Sunday, September 6, 2020

Orthodox Believers in Simbirsk Challenge Patriarch on His Continuing Shifting about of Bishops


Paul Goble

            Staunton, September 5 – In a remarkable if not almost unprecedented action by believers that one might label a Khabarovsk among the faithful, Orthodox believers in Simbirsk have sent a 368-word open letter to Patriarch Kirill demanding to have the leader of their church explain why he has constantly changed bishops without taking the views of the faithful into account.

            In the last six years, the Orthodox parishioners say, the Moscow Patriarchate has changed the Orthodox leader of the Simbirsk region six times, including at the recent meeting of the synod and thus precluded any chance that the bishop could possibly learn enough about their special needs to do his job (rusk.ru/newsdata.php?idar=88088).

            The Simbirsk Orthodox say that Moscow has never given an explanation for why it has removed one church leader or appointed another, leading to rumors that some are being punished for failures hidden from the faithful and raising questions about whether they should try to develop relations with any new man given that it seems he won’t be there long.

            In polite but tough language, the authors of the letter say that they appreciate the Patriarch’s recent statement on the pandemic and Orthodoxy but very much believe that he should take their questions seriously and provide a public answer for what has been going on among their religious leaders.

            Under church law, the patriarch can change bishops at will if he has the backing of the Synod which he typically controls; and given the deference believers typically show to hierarchs, most believers go along with whatever those above them in the church decide, viewing it as God’s will or at least as something they aren’t entitled to question.

            That makes this letter a remarkable sign of change in the Russian church.
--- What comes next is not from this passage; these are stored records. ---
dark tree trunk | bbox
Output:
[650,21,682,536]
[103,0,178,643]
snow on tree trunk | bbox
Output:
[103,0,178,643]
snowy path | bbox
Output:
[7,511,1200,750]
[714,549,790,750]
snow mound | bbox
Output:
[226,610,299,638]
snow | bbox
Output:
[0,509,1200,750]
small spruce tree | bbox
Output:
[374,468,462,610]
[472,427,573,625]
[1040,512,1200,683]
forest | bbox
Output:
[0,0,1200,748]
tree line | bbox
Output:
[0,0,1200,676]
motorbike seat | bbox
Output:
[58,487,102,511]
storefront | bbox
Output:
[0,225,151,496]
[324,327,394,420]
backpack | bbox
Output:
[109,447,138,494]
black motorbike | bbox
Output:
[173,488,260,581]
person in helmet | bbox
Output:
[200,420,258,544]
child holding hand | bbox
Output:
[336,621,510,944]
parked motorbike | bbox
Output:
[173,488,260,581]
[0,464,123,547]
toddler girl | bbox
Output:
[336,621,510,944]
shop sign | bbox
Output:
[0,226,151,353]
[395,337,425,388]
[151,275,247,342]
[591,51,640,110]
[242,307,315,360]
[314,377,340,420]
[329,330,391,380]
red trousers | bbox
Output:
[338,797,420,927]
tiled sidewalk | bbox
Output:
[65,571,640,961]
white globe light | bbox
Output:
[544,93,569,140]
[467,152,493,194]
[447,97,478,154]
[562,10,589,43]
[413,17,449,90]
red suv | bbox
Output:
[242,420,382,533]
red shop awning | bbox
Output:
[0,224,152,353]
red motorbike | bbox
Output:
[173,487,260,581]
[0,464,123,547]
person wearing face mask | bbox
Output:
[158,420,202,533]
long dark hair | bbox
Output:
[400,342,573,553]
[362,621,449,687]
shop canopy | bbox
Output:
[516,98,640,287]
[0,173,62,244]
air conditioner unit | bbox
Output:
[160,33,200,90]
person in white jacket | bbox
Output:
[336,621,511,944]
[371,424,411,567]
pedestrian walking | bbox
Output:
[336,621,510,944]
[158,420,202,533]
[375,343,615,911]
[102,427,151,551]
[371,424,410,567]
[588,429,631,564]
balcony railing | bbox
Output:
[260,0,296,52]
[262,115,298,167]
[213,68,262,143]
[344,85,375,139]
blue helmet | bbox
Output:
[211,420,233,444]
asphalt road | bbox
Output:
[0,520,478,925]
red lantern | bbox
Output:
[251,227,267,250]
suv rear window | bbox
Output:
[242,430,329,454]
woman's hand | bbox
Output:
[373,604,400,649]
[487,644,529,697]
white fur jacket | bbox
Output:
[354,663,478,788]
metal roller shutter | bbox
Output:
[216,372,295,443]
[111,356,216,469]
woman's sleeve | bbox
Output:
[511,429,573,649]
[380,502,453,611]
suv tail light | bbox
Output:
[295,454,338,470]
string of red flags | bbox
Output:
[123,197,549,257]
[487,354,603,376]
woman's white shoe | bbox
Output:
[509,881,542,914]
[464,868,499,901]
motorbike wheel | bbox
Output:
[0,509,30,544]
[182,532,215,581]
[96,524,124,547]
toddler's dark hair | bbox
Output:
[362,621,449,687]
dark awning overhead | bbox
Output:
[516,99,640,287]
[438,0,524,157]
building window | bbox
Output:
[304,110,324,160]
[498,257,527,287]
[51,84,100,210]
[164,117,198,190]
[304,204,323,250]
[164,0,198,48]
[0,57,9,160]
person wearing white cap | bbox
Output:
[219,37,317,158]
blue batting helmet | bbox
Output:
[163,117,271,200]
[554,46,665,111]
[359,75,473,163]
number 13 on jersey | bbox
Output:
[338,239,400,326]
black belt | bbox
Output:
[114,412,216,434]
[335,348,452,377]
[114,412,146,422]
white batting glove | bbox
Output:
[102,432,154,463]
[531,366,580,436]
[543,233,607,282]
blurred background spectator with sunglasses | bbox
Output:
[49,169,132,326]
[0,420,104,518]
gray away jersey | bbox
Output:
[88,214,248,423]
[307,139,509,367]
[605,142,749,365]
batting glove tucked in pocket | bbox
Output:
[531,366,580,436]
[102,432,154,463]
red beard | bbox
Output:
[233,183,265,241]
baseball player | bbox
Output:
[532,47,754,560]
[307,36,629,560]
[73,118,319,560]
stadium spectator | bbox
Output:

At least in part, the Simbirsk believers appear to have been encouraged to take action because they felt their own interests and choices were being ignored much as the people of Khabarovsk have gone into the streets to protest Moscow’s removal of a popular governor.

            It would probably be a mistake to make too much of this, but it does suggest that Russian society is again in motion and that its deference to those “above” ordinary people is collapsing. To the extent that spreads, it will change how many institutions in that country function, reducing the certainty of those in the Kremlin that Russians will do whatever Moscow orders.